The Sectoral Scorecard
While the ceasefire has sparked a relief rally in equities, the earnings impact will vary significantly across sectors.
- Resilience Leaders: Financials are expected to anchor the market this quarter. Metals could also benefit from elevated global commodity prices.
- Energy Squeeze: Oil Marketing Companies (OMCs) are facing margin pressure as retail fuel prices remain capped while procurement costs rise.
- Margin Compression: Consumer Durables and Paints are feeling the pinch from crude-linked raw material costs.
- Export Volatility: Industries such as chemicals, textiles, engineering goods and auto components face a combination of higher input costs, freight disruptions and weaker Western demand.
What Should Investors Do?
As geopolitical tensions gradually ease, market focus will likely shift back toward corporate earnings and macro fundamentals.
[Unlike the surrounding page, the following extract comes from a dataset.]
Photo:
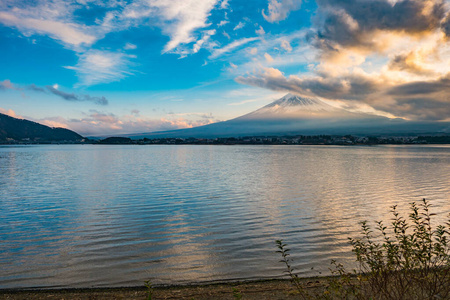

The most important signals will emerge during upcoming earnings calls, particularly management commentary on input costs and demand outlook.
If "de-escalation" is cited as a key positive for Q1 FY27 input costs, the margin of safety for patient investors has never been more attractive.
Valuation Check: Nifty 50
As we highlighted in our previous market outlook, the Nifty 50 is trading at a forward P/E of ~17.7x. While this has edged up with the relief rally, it still represents a significant ~14% discount to its recent long-period averages.
Conclusion
We’ve said it repeatedly—near-term volatility is the price of admission. Instead of reacting to daily swings, use this phase for structured, staggered accumulation.
Building positions while the "clouds are clearing" ensures you are best positioned once the sun finally breaks through.
That said, while the ceasefire has injected much-needed optimism into global sentiment, the foundations remain shaky. Given that the root geopolitical issues remain unresolved, this lull likely represents a temporary breather rather than a long-term exit from the crisis.
But as the immediate noise around the conflict subsides, earnings trajectory and macroeconomic trends are likely to remain the primary drivers of market direction.
Disclaimer: This news is solely for educational purposes. The securities / investments quoted here are not recommendatory. Investors are advised to consult with their financial advisors before making any investment decisions.